Follow the Cummins Creek Trail as it heads up a ridge and crosses another small stream. The woodland here is usually beautifully quiet and dark with looming Sitka spruce and hemlocks that gradually blends with Douglas firs, then alder trees. Up ahead is the ridge crest with a view of the green-mantled land below, as well as the next junction.
Take a left at the crossroad, leave the road bed, and start a fairly steep ascent up a root-covered path. The gradient starts to level just as you start to get out of breath, and you get a change to slow down and appreciate the ancient Douglas firs looming trailside. The understory here is a mix of red huckleberry, salal, evergreen huckleberry, Oregon grape, and sword fern. The trail will take you down a short dip, then it’s back up a ridge and past another impressive trio of trees, this time old-growth hemlocks. As you near the ridge, the path undulates through shady groves before opening into a grassy slope. Great views here of the Cummings Creek Wilderness from here.

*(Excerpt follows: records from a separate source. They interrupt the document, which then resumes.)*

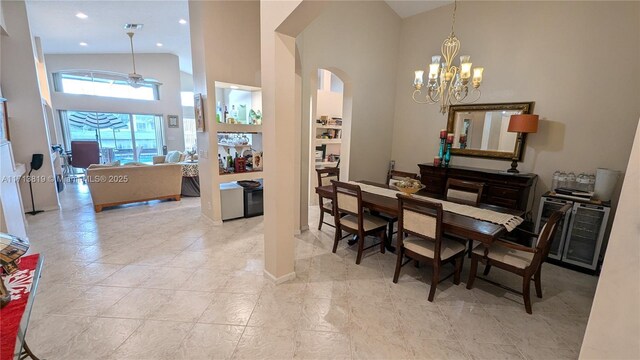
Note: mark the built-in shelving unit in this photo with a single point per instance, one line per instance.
(238, 128)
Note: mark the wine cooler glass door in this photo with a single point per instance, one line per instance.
(585, 235)
(547, 207)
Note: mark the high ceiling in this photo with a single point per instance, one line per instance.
(406, 8)
(61, 32)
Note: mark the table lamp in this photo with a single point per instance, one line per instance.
(522, 124)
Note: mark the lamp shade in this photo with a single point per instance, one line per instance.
(524, 123)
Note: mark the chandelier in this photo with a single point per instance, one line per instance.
(448, 84)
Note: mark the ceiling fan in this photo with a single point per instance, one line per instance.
(134, 79)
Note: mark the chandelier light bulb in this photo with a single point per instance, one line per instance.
(418, 80)
(448, 83)
(433, 71)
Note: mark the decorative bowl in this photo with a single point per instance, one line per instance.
(410, 190)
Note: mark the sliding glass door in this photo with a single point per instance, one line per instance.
(123, 137)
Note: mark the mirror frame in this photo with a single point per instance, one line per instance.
(525, 107)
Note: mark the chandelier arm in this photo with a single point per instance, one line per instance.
(418, 92)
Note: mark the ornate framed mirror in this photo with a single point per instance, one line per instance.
(481, 130)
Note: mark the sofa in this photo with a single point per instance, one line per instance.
(117, 185)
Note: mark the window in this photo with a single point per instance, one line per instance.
(102, 84)
(124, 137)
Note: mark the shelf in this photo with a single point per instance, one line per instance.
(235, 146)
(247, 175)
(328, 141)
(238, 128)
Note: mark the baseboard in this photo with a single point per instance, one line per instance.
(281, 279)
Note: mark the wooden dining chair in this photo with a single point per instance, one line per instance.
(463, 192)
(325, 176)
(350, 217)
(393, 177)
(518, 259)
(421, 222)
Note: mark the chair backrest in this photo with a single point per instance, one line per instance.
(84, 153)
(547, 234)
(394, 176)
(464, 192)
(421, 218)
(347, 200)
(326, 175)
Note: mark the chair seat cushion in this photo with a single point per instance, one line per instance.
(369, 222)
(517, 258)
(448, 247)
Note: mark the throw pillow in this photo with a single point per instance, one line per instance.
(173, 157)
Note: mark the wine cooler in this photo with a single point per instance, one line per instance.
(580, 234)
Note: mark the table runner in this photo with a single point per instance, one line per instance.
(19, 285)
(510, 222)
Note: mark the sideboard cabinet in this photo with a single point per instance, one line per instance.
(500, 188)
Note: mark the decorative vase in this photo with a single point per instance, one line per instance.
(447, 155)
(441, 151)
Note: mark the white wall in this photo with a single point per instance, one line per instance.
(579, 61)
(225, 51)
(360, 39)
(614, 324)
(29, 133)
(162, 67)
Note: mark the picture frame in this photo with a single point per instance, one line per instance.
(4, 120)
(198, 107)
(173, 121)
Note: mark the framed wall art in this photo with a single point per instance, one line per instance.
(4, 119)
(173, 121)
(199, 110)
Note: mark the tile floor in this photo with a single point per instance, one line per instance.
(158, 281)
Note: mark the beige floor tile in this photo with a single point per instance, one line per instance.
(367, 344)
(50, 337)
(265, 343)
(209, 341)
(423, 321)
(244, 282)
(325, 315)
(129, 276)
(326, 289)
(421, 348)
(207, 280)
(524, 329)
(273, 313)
(101, 338)
(185, 306)
(210, 279)
(322, 345)
(94, 301)
(169, 278)
(482, 351)
(473, 323)
(154, 340)
(229, 308)
(139, 303)
(535, 352)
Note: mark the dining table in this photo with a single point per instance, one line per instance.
(453, 224)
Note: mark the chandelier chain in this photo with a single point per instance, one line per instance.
(453, 20)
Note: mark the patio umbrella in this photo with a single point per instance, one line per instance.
(97, 121)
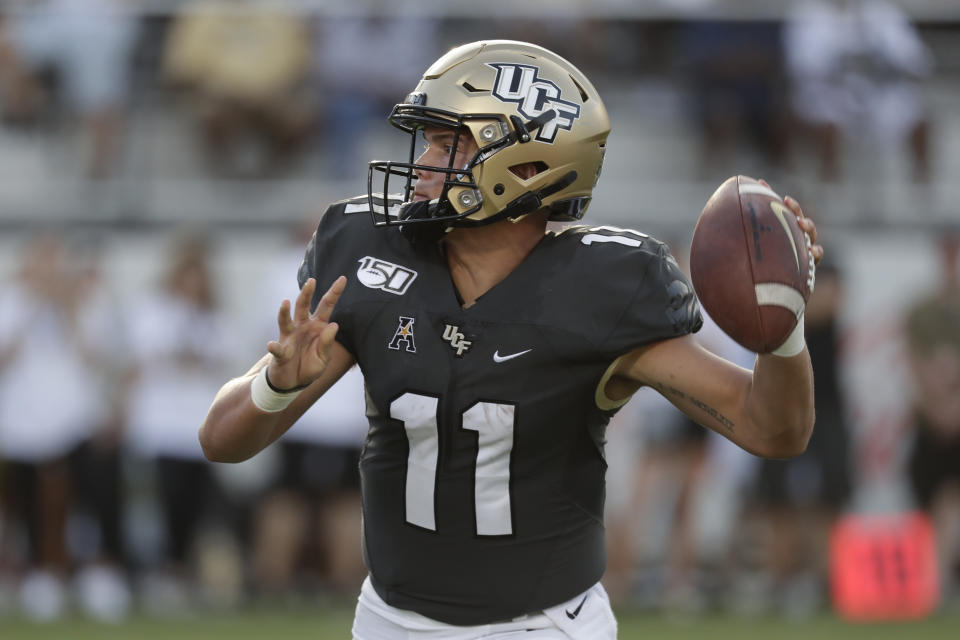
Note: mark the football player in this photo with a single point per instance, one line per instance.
(494, 353)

Next head up through this ridgeline meadow, then enter an alder grove which leads up to the Cummins Creek-Cummins Creek Loop Trail East Junction. Take a left here and trek up a rubbly path along the north side of a rise. There’s a signpost here pointing out the Cummins Basin Viewpoint. You'll find the best sights by swinging right on the path behind the summit to a lookout over the Cummins Creek Valley. You can see as far as the ocean on a clear day.

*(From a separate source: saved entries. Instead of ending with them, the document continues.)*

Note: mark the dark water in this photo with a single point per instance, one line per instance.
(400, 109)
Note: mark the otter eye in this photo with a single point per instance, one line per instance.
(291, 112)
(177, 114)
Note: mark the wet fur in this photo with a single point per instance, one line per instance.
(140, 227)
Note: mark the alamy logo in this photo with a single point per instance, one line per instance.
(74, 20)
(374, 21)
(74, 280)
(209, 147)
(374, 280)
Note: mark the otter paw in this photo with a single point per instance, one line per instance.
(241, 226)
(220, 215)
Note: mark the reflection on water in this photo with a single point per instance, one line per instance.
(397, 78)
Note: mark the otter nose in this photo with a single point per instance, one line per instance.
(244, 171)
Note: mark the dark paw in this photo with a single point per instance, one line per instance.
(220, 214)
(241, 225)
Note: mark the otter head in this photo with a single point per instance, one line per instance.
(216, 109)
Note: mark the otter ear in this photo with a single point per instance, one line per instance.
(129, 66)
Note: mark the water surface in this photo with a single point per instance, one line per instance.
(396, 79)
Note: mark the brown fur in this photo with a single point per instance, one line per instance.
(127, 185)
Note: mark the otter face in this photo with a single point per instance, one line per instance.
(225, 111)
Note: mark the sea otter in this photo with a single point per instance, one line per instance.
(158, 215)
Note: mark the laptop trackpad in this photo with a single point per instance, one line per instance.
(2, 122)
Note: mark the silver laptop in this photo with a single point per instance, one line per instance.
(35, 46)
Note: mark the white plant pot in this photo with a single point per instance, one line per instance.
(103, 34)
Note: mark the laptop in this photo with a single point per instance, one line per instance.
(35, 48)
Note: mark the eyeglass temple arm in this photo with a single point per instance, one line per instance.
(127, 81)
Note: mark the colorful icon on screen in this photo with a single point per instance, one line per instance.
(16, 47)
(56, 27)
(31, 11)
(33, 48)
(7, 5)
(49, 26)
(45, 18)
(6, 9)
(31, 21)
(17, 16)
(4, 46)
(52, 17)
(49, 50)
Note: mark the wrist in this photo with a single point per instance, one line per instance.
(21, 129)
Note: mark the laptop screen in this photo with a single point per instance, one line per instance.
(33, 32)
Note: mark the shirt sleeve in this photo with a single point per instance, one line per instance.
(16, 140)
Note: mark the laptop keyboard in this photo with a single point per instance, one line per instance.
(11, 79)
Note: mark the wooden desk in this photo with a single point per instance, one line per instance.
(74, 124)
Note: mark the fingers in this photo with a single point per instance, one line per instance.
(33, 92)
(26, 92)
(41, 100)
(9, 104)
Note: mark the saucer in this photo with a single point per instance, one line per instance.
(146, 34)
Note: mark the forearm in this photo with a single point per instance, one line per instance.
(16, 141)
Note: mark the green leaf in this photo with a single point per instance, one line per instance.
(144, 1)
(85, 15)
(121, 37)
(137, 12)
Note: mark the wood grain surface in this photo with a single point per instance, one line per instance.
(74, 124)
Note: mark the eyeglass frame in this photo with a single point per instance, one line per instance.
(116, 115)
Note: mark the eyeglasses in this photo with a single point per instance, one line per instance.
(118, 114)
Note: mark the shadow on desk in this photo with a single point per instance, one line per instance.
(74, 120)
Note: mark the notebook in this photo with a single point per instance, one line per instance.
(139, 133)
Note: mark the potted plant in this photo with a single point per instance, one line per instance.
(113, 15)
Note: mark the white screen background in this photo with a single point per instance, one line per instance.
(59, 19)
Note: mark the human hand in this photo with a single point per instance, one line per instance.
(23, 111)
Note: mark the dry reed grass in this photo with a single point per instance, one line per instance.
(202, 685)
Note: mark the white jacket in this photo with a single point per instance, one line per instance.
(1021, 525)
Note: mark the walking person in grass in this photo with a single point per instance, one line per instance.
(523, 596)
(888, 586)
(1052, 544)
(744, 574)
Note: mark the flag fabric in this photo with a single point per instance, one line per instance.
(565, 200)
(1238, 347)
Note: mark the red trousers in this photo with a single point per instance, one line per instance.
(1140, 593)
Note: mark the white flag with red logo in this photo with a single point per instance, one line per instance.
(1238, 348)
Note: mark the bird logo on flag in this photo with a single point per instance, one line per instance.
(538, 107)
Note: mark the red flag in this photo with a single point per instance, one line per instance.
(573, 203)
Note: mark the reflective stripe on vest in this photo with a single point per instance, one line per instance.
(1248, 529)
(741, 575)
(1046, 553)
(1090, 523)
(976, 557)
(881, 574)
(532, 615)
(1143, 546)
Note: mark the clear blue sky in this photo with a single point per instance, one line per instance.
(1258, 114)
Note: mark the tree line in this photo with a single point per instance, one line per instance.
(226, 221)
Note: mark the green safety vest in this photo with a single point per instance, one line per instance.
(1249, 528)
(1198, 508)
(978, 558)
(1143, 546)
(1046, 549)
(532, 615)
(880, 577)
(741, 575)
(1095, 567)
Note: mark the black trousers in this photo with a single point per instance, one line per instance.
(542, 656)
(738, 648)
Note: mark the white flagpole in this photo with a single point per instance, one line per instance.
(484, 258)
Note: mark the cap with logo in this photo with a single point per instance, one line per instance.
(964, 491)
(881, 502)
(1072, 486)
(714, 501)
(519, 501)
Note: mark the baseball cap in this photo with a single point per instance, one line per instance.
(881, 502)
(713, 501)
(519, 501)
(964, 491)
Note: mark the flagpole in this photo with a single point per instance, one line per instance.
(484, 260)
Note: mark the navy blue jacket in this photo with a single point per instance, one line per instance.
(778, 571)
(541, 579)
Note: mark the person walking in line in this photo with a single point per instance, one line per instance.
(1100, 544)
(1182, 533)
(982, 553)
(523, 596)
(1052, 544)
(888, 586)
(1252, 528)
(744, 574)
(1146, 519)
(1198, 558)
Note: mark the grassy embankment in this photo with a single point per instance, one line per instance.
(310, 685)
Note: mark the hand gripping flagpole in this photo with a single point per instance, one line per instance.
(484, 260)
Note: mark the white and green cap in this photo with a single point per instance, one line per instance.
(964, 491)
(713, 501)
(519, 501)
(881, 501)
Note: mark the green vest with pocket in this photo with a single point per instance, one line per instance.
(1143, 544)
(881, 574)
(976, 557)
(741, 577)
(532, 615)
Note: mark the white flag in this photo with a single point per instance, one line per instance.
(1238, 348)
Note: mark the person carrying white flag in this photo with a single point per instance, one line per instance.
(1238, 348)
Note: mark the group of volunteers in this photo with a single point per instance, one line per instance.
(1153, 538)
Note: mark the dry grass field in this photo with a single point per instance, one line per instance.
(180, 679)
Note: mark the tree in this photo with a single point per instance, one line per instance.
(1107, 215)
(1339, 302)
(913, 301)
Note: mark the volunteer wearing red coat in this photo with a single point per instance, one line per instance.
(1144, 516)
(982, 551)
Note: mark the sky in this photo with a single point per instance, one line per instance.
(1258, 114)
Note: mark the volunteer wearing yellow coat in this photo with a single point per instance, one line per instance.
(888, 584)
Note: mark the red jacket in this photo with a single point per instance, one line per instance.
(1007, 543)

Retrace your steps back to the main trail, and continue to the right up the path, looking for a connection with an old logging bed. You’ll begin a gradual decent here under the branches of alders and through dense thickets of salmonberry. Up ahead is the Cummins Creek-Cooks Ridge Trail Junction, at which you’ll need to take a sharp left to follow the loop down. The path drops down along the ridge crest, slides into a secondary forest, and then leaves the old road bed at the bottom of a saddle. The path winds through old-growth trees, leading out to the Cooks Ridge-Gwynn Creek Trail Junction.
Take a left here, back under the shade of western hemlock, Douglas fir, and some cedars. You’ll hit some switchbacks on the decent, and cross several small gullies that fill with water in the rainy months. Look for the massive Sitka spruces and Douglas firs growing by the trail sides, and then look for Gwynn Creek down below. Pass a state park boundary sign as you enter Neptune State Park and head on to the Oregon Coast-Gwynn Creek Trail Junction.
There’s a footbridge up ahead spanning Gwynn Creek which then leads out to a grassy road. This will lead you out to the Oregon Coast Cummins Creek Trailhead on Forest Road 1050. From here it’s just a quarter-mile to the trailhead.